Introducing {cssparser} - parse CSS into R lists and apply CSS to html within R

cssparser

R-CMD-check

cssparser is a CSS parser (written in vanilla R) which can:

  • Parse CSS into R lists
  • Combine CSS
  • Apply CSS to determine final computed styles of elements in an HTML document

What’s in the box

  • read_css() read a cascading style sheet consisting of multiple selectors into an R list
  • read_inline_style() read a single inline style string into an R list
  • css_apply() determine the calculated style for each element in an html document
  • css_apply_inline() add the calculated style an inline <style> tag to every element in an HTML document
  • css_merge(), style_merge() recursively merge multiple style sheets or styles
  • css_pretty_print(), style_pretty_print() helpers to view the R list structures in a way that may be more meaningful if you are comparing the information to its original CSS form.

Installation

You can install from GitHub with:

# install.package('remotes')
remotes::install_github('coolbutuseless/cssparser')

Limitations

  • Shorthand properties. There are many shorthand properties in CSS which are compact representations of multiple other CSS properties. E.g. border is is a way of combining border-width, border-style and border-color in a single property. These shorthand properties have particular inheritance rules, and currently only the font shorthand property is the only one which is expanded and inhertied correctly.
  • The all selector is not implemented yet.
  • The CSS values like inherit and unset are not yet handled.
  • The @-prefixed selectors (e.g. @media) aren’t really handled well. They exist in the parsed data, but have not been tested
  • pseudo-elements and pseudo-classes do not take part in the cascading of styles
  • there is no concept of page size, and it is expected that if you want to calculate the final width of any particular element, you’ll have to do your own device-specific shenanigans.

Example: Parse CSS

library(cssparser)

stylesheet <- '
#main {
  background-color: red !important;
  color: blue;
}

.footer {
  border-color: rgb(50 100 255);
  font-weight: lighter;
  margin-left: 1cm;
}

.footer > p {
  background-color: green;
}
'

css <- cssparser::read_css(stylesheet)
css
#> $`#main`
#> $`#main`$`background-color`
#> [1] "red"
#> attr(,"important")
#> [1] TRUE
#> 
#> $`#main`$color
#> [1] "blue"
#> 
#> 
#> $.footer
#> $.footer$`border-color`
#> [1] "rgb(50 100 255)"
#> 
#> $.footer$`font-weight`
#> [1] "lighter"
#> 
#> $.footer$`margin-left`
#> [1] "1cm"
#> 
#> 
#> $`.footer > p`
#> $`.footer > p`$`background-color`
#> [1] "green"
cssparser::css_pretty_print(css)
#> #main {
#>   background-color: red !important;
#>   color: blue;
#> }
#> 
#> .footer {
#>   border-color: rgb(50 100 255);
#>   font-weight: lighter;
#>   margin-left: 1cm;
#> }
#> 
#> .footer > p {
#>   background-color: green;
#> }

Example: Extract values from CSS in R

The object returned by read_css() is a nested list of name/value pairs.

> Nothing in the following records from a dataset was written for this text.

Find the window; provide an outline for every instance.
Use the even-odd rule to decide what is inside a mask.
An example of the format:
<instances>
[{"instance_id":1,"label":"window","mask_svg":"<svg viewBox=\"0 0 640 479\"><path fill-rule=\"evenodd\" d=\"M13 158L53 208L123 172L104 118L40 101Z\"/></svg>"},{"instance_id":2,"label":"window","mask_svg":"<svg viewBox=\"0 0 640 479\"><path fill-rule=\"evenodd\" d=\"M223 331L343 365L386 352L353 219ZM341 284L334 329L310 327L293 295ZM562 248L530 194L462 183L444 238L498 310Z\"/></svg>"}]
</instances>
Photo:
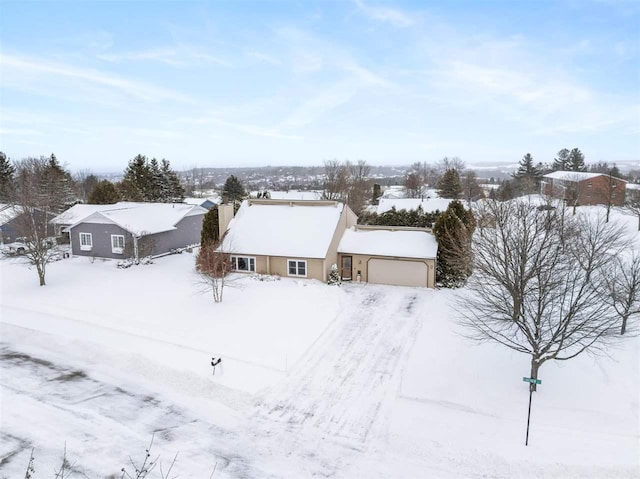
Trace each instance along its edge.
<instances>
[{"instance_id":1,"label":"window","mask_svg":"<svg viewBox=\"0 0 640 479\"><path fill-rule=\"evenodd\" d=\"M92 247L91 233L80 233L80 251L91 251Z\"/></svg>"},{"instance_id":2,"label":"window","mask_svg":"<svg viewBox=\"0 0 640 479\"><path fill-rule=\"evenodd\" d=\"M256 272L256 259L251 256L232 256L231 269L233 271Z\"/></svg>"},{"instance_id":3,"label":"window","mask_svg":"<svg viewBox=\"0 0 640 479\"><path fill-rule=\"evenodd\" d=\"M290 259L287 261L289 276L307 276L307 262L302 259Z\"/></svg>"},{"instance_id":4,"label":"window","mask_svg":"<svg viewBox=\"0 0 640 479\"><path fill-rule=\"evenodd\" d=\"M124 236L111 235L111 252L116 254L124 253Z\"/></svg>"}]
</instances>

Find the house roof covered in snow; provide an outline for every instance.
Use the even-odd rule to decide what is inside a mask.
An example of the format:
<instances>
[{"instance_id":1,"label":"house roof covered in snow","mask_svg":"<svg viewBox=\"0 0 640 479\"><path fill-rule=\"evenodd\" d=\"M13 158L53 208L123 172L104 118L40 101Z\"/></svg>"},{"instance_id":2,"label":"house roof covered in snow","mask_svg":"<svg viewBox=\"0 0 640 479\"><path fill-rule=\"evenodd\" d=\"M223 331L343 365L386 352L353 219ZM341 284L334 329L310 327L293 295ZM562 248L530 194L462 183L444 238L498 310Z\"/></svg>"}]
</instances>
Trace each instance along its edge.
<instances>
[{"instance_id":1,"label":"house roof covered in snow","mask_svg":"<svg viewBox=\"0 0 640 479\"><path fill-rule=\"evenodd\" d=\"M343 208L336 201L244 201L222 248L237 254L324 258Z\"/></svg>"},{"instance_id":2,"label":"house roof covered in snow","mask_svg":"<svg viewBox=\"0 0 640 479\"><path fill-rule=\"evenodd\" d=\"M415 210L421 206L425 213L432 213L436 210L445 211L451 201L448 198L380 198L376 212L382 214L394 207L396 210Z\"/></svg>"},{"instance_id":3,"label":"house roof covered in snow","mask_svg":"<svg viewBox=\"0 0 640 479\"><path fill-rule=\"evenodd\" d=\"M109 211L122 208L132 208L134 206L144 205L145 203L132 203L128 201L120 201L112 205L73 205L66 211L53 218L50 223L58 225L72 225L98 211Z\"/></svg>"},{"instance_id":4,"label":"house roof covered in snow","mask_svg":"<svg viewBox=\"0 0 640 479\"><path fill-rule=\"evenodd\" d=\"M435 236L420 228L352 227L344 232L339 253L399 258L435 258Z\"/></svg>"},{"instance_id":5,"label":"house roof covered in snow","mask_svg":"<svg viewBox=\"0 0 640 479\"><path fill-rule=\"evenodd\" d=\"M607 176L606 173L588 173L586 171L554 171L553 173L547 173L543 175L543 178L550 178L552 180L563 181L583 181L596 178L598 176ZM614 177L615 178L615 177ZM616 178L620 181L625 181L621 178Z\"/></svg>"},{"instance_id":6,"label":"house roof covered in snow","mask_svg":"<svg viewBox=\"0 0 640 479\"><path fill-rule=\"evenodd\" d=\"M129 203L122 207L119 203L111 209L95 211L76 223L110 223L137 236L161 233L176 229L176 224L192 215L204 215L207 210L197 205L183 203Z\"/></svg>"}]
</instances>

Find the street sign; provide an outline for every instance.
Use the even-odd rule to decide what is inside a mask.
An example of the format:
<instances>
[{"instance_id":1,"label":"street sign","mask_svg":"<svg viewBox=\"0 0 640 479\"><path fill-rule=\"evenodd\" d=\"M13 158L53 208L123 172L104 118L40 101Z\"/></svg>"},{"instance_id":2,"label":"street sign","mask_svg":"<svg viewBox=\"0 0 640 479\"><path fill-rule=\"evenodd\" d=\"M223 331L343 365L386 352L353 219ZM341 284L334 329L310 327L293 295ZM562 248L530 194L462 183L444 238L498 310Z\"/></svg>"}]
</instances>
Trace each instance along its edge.
<instances>
[{"instance_id":1,"label":"street sign","mask_svg":"<svg viewBox=\"0 0 640 479\"><path fill-rule=\"evenodd\" d=\"M522 378L525 383L542 384L542 379Z\"/></svg>"}]
</instances>

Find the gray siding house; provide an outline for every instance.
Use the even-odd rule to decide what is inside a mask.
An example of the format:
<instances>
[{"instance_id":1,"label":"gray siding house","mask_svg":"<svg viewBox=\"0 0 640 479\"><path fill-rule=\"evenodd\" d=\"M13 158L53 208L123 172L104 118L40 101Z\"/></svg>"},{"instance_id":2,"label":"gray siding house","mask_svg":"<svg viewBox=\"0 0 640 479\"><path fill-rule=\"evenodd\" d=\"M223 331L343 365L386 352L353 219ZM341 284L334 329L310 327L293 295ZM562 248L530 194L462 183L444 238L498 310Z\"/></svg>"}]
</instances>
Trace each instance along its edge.
<instances>
[{"instance_id":1,"label":"gray siding house","mask_svg":"<svg viewBox=\"0 0 640 479\"><path fill-rule=\"evenodd\" d=\"M136 203L96 211L69 227L71 252L97 258L159 256L200 243L200 206Z\"/></svg>"}]
</instances>

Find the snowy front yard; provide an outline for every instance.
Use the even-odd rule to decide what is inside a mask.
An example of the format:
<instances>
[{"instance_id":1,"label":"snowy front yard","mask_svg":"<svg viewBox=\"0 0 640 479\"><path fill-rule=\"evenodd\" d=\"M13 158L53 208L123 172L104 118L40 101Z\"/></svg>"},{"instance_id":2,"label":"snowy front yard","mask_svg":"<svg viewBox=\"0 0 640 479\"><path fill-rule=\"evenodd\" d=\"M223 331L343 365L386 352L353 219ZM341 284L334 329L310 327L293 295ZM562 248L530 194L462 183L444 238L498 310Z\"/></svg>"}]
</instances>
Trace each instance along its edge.
<instances>
[{"instance_id":1,"label":"snowy front yard","mask_svg":"<svg viewBox=\"0 0 640 479\"><path fill-rule=\"evenodd\" d=\"M119 270L0 262L0 477L638 477L640 341L541 370L458 332L455 292L243 278L222 304L193 256ZM212 356L223 358L212 375ZM81 476L78 476L81 477ZM156 477L159 477L157 475Z\"/></svg>"}]
</instances>

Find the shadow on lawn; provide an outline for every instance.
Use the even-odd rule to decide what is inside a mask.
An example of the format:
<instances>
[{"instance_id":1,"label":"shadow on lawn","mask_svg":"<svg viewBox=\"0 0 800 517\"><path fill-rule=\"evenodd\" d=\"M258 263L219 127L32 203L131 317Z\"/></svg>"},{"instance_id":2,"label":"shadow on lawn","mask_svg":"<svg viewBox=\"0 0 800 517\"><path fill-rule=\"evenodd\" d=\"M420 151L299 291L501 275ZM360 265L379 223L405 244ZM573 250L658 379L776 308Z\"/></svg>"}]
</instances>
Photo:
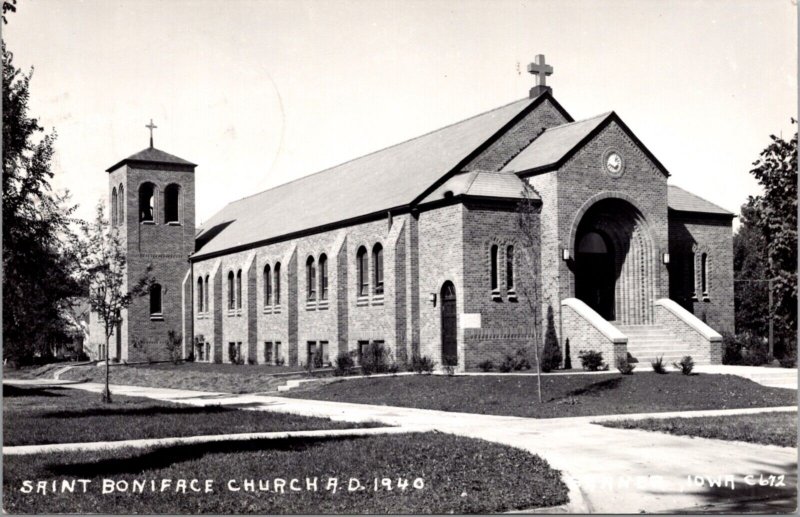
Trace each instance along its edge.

The top-level name is the CSS Selector (e.g. #main). The value it points to is another named list - property/value pairs e.g. color = blue

To extract a single style from the CSS object, just subset it as you would for any R list

css[['.footer']][['font-weight']]
#> [1] "lighter"
css[['#main']][['background-color']]  # Note the 'important' attribute on this CSS declaration
#> [1] "red"
#> attr(,"important")
#> [1] TRUE

Example: Extract/Convert values

Some tools are included for extracting parsing CSS values into R values e.g.

  • css_colour_to_hex() will convert rgb() and hsl() strings to R colours. As well as CSS colour names and 3 letter hex colours (e.g. #fab -> #ffaabb)
  • css_string_as_pixels() has a (naive) go at converting length values to a number of pixels (assuming 96dpi display). This is a wrapper around two other functions:
    • css_string_as_css_length() to convert a string to a numeric value, and include the unit as an attribute.
    • css_length_as_pixels() to convert a value with a unit attribute to a length in pixels
colour <- css[['.footer']][['border-color']]
colour
#> [1] "rgb(50 100 255)"
cssparser::css_colour_to_hex( colour )
#> [1] "#3264FFFF"
value <- css[['.footer']][['margin-left']]
value
#> [1] "1cm"
cssparser::css_string_as_css_length(value)
#> [1] 1
#> attr(,"unit")
#> [1] "cm"
cssparser::css_string_as_pixels(value)
#> [1] 37.79528

Example: Apply CSS to html

Given css and an html/xml document, cssparser can produce a named list containing the computed style for every element.

The names in this list are the xpaths for each element, and the values are the named list of property/value declarations on this element.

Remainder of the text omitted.